Above is from my Trinity Desktop installation, the older of the two, working just fine. I have Plasma on the newer.

I recently reported this https://bugzilla.opensuse.org/show_bug.cgi?id=1188954, so it’s possible you’re suffering the same issue.

One place to start is to upload /var/log/Xorg.0.log from your TW installation to https://paste.opensuse.org/ or https://pastebin.com/ so we can see what it has to tell us about what is or isn’t going on. This you can do from Manjaro.

On my Plasma installation, quite new, Plasma is not starting, and I’m seeing this bad news in Xorg.0.log:

(EE) AIGLX error: dlopen of /usr/lib64/dri/swrast_dri.so failed (libdrm_radeon.so.1: cannot open shared object file: No such file or directory)
(EE) AIGLX error: unable to load driver swrast
(EE) GLX: could not load software renderer

This may be because this is a minimalist installation that I haven’t finished debugging yet. Xorg pieces might still be missing.

I don’t use BTRFS, so you may need help from https://en.opensuse.org/SDB:BTRFS and/or the BTRFS man page or others here on the forums for getting your TW / filesystem mounted and proceed with diagnosis and file fetching. Normally I would say to just chroot into TW from manjaro, which would allow you to do pretty much anything you could do booting it directly. https://fedoramagazine.org/os-chroot-101-covering-btrfs-subvolumes/ seems to show how this is done.

If you get chrooted in, then you can use journalctl to search for failed entries, and fix whatever needs fixing, but first let’s see that Xorg.0.log.
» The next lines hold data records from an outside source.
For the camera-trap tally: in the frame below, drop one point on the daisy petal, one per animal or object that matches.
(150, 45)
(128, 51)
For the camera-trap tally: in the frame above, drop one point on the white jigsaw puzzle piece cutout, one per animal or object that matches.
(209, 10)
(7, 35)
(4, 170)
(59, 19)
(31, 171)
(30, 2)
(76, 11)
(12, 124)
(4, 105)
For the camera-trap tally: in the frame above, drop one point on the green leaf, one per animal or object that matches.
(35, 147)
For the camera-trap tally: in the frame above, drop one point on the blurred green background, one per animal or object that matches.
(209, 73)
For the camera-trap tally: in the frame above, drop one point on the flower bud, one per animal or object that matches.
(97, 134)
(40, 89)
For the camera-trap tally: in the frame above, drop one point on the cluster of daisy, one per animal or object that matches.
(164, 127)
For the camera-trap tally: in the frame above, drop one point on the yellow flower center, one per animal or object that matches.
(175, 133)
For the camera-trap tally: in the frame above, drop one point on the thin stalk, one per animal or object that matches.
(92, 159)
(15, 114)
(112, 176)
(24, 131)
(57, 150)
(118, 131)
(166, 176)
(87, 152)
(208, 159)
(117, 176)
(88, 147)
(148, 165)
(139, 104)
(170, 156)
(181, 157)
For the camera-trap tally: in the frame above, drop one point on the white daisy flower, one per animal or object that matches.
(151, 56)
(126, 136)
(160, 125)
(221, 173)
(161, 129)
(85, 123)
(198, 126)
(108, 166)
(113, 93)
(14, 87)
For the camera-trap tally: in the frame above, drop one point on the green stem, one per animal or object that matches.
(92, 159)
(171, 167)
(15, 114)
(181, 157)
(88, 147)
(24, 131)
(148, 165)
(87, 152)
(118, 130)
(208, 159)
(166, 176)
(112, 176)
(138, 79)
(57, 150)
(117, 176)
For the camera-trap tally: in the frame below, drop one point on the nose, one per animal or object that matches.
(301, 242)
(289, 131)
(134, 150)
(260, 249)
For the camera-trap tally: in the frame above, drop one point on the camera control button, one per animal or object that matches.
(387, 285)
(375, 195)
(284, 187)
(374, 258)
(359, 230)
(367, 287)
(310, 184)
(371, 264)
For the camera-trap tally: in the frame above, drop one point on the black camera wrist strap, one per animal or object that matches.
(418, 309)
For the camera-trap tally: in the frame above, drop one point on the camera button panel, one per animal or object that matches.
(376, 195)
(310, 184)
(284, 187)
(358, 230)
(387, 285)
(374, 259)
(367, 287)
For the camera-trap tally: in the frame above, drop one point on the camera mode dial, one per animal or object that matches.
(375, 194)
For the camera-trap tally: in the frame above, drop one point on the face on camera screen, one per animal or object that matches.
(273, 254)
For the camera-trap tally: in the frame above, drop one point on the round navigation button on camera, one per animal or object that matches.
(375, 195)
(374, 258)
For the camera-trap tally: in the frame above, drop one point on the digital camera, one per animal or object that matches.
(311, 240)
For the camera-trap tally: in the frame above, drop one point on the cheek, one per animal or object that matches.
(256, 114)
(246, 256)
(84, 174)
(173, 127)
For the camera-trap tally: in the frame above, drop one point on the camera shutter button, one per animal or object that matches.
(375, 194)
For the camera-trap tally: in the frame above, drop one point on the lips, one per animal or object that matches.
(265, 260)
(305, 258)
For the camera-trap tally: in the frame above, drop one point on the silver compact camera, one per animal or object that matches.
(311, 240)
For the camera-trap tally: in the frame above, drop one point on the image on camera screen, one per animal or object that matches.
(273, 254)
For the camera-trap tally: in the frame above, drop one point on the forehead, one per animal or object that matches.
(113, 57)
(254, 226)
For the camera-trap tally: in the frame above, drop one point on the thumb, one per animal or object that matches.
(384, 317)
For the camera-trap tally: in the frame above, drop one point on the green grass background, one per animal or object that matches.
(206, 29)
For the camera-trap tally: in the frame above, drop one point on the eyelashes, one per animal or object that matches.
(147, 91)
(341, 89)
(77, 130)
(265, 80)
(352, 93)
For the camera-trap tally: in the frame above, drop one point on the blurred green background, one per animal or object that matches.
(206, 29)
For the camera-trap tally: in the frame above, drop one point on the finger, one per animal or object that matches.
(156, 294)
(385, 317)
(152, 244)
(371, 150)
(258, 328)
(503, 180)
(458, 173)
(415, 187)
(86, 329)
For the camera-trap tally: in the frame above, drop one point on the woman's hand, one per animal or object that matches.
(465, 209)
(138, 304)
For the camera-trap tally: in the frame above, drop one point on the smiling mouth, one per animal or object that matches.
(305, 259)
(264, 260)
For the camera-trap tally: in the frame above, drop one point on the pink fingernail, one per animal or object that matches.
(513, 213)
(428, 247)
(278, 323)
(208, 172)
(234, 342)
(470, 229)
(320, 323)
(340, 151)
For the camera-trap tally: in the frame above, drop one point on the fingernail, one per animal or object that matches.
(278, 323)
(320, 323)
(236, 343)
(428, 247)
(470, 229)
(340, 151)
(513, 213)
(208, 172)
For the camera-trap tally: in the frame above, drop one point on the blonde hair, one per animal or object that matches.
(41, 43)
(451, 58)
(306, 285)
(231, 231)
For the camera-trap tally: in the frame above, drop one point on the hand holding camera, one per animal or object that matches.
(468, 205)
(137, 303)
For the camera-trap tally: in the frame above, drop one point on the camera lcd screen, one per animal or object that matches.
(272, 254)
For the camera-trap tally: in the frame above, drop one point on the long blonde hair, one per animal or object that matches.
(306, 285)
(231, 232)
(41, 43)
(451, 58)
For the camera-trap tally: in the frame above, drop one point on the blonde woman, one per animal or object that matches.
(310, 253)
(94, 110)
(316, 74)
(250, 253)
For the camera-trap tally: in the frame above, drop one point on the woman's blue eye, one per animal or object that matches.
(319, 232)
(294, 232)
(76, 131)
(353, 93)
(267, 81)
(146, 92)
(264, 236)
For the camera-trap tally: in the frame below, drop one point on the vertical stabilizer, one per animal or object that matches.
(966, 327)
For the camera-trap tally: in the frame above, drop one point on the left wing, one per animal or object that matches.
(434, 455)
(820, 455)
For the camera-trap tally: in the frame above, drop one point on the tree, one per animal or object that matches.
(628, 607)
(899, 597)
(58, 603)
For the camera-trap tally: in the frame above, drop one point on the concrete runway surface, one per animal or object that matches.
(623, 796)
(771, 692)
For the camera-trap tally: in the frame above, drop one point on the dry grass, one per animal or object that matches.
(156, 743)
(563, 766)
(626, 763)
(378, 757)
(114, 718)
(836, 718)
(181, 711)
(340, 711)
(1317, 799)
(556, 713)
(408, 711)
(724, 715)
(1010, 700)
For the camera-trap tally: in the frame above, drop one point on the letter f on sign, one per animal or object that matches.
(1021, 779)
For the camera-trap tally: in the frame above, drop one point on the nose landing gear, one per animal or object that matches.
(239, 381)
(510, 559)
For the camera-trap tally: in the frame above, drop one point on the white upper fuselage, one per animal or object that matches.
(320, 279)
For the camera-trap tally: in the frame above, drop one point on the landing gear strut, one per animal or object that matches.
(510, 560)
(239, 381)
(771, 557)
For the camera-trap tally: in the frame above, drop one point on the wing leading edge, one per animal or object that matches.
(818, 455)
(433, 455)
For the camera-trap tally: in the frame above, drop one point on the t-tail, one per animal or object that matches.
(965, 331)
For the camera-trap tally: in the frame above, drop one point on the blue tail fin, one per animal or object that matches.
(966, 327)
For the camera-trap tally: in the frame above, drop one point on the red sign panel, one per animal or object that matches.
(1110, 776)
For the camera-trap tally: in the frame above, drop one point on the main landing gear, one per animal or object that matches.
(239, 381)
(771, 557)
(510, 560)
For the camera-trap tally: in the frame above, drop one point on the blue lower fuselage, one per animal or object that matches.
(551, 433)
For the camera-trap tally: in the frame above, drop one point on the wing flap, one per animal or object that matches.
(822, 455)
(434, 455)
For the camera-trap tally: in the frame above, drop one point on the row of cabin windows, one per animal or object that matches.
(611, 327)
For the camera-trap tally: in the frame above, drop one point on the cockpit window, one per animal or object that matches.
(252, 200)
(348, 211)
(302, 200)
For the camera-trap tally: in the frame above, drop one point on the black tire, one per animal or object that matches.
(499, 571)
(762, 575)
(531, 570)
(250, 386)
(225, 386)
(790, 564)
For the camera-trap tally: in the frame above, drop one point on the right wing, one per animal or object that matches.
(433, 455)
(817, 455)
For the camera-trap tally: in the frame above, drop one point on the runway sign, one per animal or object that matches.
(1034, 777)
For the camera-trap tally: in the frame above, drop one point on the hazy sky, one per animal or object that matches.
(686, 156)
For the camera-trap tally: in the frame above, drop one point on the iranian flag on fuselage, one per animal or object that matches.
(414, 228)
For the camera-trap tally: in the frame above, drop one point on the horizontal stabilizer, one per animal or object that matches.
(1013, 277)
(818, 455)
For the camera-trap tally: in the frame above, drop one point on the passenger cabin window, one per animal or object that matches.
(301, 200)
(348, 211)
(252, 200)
I failed to install enough of Plasma before. It’s working now:

inxi -Gay
Graphics:
  **Device**-1: **AMD Kaveri** [Radeon R7 Graphics] vendor: ASUSTeK **driver: amdgpu**
  v: kernel alternate: radeon bus-ID: 00:01.0 chip-ID: 1002:130f
  class-ID: 0300
  **Display**: x11 server: X.Org 1.20.13 compositor: kwin_x11 **driver: loaded: amdgpu**
  unloaded: modesetting alternate: ati,fbdev,vesa
  display-ID: :0 screens: 1
  **Screen**-1: 0 s-res: **2560x2520** s-dpi: 120 s-size: 541x533mm (21.3x21.0")
  s-diag: 759mm (29.9")
  Monitor-1: HDMI-A-0 res: 2560x1080 hz: 60 dpi: 97
  size: 673x284mm (26.5x11.2") diag: 730mm (28.8")
  Monitor-2: DisplayPort-0 res: 2560x1440 hz: 60 dpi: 109
  size: 598x336mm (23.5x13.2") diag: 686mm (27")

When you stuck during boot with “circle turns around for about a minute” hit Esc button to see text output.
Tumbleweed with BTRFS creates full system snapshots - you don’t need additional stuff.